Poor penis management isn't necessarily a political problem. You see, before Ginger, there was Gennifer.

tsada kay said...

True, but do you think it's fair to say that as a society we've devolved a bit since then? Sure, we've gotten racier when it comes to our popular culture, but we're so much more provincial when it comes to stuff like this. When JFK was president, The Flintstones were still sleeping in separate beds, and yet society turned a blind eye to his marital indiscretions (well, until Marilyn got to be a boil on the neck of the administration). Now we debut our pop music in strip clubs and 9 year olds wear PINK signs on their asses, but we vet our politicians based on where their penises have been.

Or maybe it's just that Hermain Cain ain't no Bill Clinton.


The Lazy Paperboy said...

I think Bill Clinton would have had a much tougher time knocking down the Gennifer Flowers claims if, for instance, she'd been able to put his drawling phone calls on YouTube. Look at how much harder it was for him six years later when Drudge was on his nuts, if I'm allowed to be lazy and steal a phrase.

mmmmm, chicken. CHICKEN.

I also think you have a point about attitudes. Clearly, plenty of people believed Bubba was more JFK than Fred Flintstone, but that didn't keep them from voting for him.
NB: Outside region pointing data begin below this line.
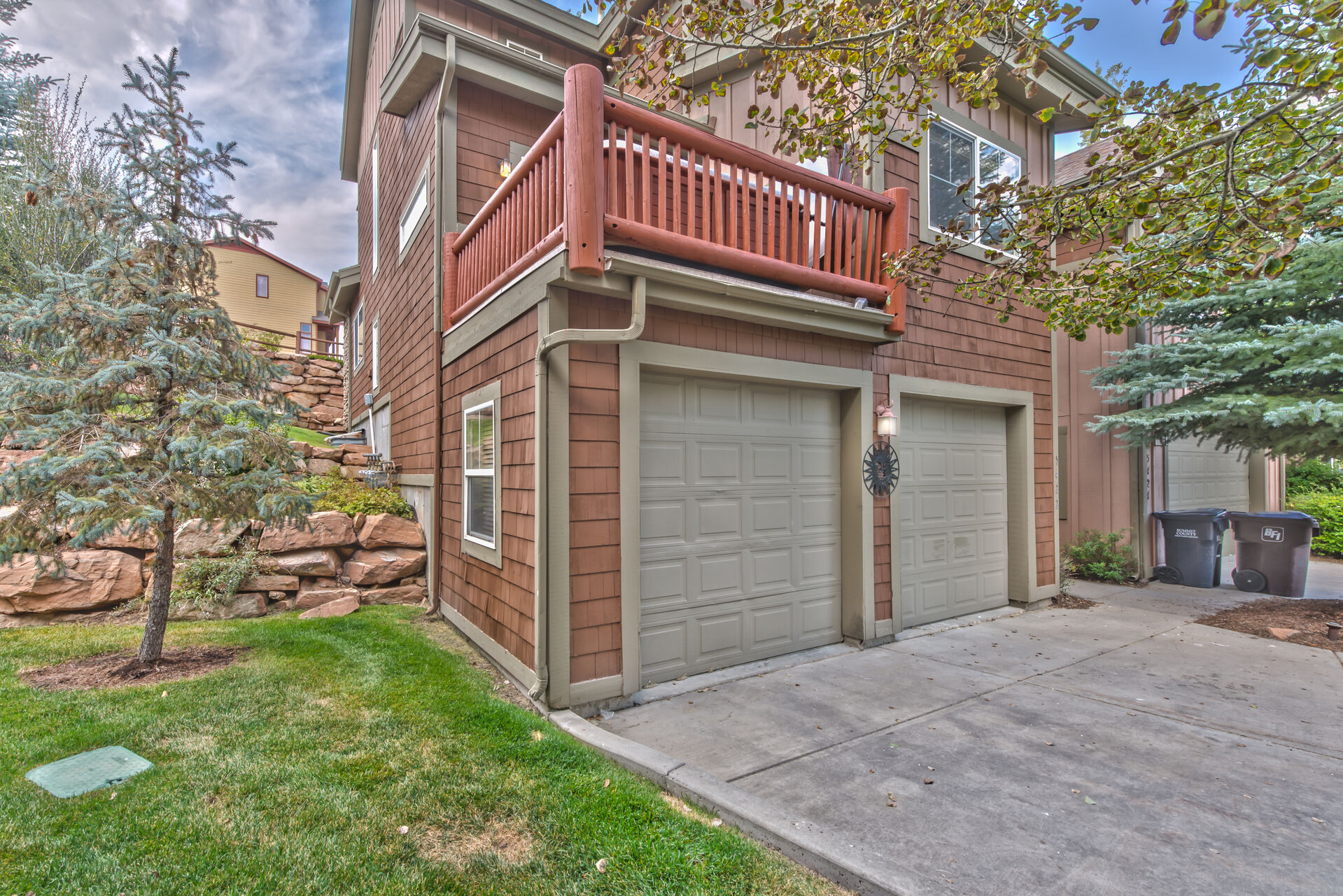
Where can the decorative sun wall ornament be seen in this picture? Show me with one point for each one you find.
(881, 469)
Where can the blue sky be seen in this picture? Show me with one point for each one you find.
(272, 74)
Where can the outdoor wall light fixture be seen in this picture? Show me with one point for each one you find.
(888, 424)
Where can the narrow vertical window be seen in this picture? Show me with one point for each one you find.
(372, 355)
(372, 165)
(356, 334)
(479, 472)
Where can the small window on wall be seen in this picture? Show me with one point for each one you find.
(356, 337)
(479, 464)
(415, 211)
(372, 353)
(957, 157)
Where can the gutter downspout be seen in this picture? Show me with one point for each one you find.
(547, 343)
(440, 213)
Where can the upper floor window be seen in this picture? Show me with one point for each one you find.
(414, 212)
(958, 157)
(356, 339)
(524, 50)
(372, 356)
(372, 165)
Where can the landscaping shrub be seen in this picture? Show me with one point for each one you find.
(1103, 557)
(353, 497)
(1309, 476)
(207, 581)
(1327, 509)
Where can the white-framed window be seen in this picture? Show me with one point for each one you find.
(372, 355)
(372, 165)
(524, 50)
(356, 339)
(958, 157)
(415, 211)
(479, 472)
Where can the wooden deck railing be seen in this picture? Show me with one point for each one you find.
(609, 171)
Which is not to say a further shift in public attitudes in the last 20 years is all that sunk Herman Cain. Politics just isn't his game, and somebody finally told him.

tsada kay said...

Yep. Cain sure ain't no Bubba...that's for sure. That said, I doubt the pizza guy would have even got as far as he did twenty years ago.

This is what happens when society lowers its standards and is willing to accept chicken as a suitable topping for pizza.

The Lazy Paperboy said...

The very idea of chicken (CHICKEN!) on pizza would have given Colonel Sanders, God rest his extra crispy soul, a boneless drumstick.

tsada kay said...

Yes, it is safe to say that chicken pizza was definitely NOT on the Colonel's bucket list.


The Lazy Paperboy said...

"Bucket list" wins you your choice of an extra side. I'd say you earned anything on the Colonel's menu, but you know, it's full of CHICKEN.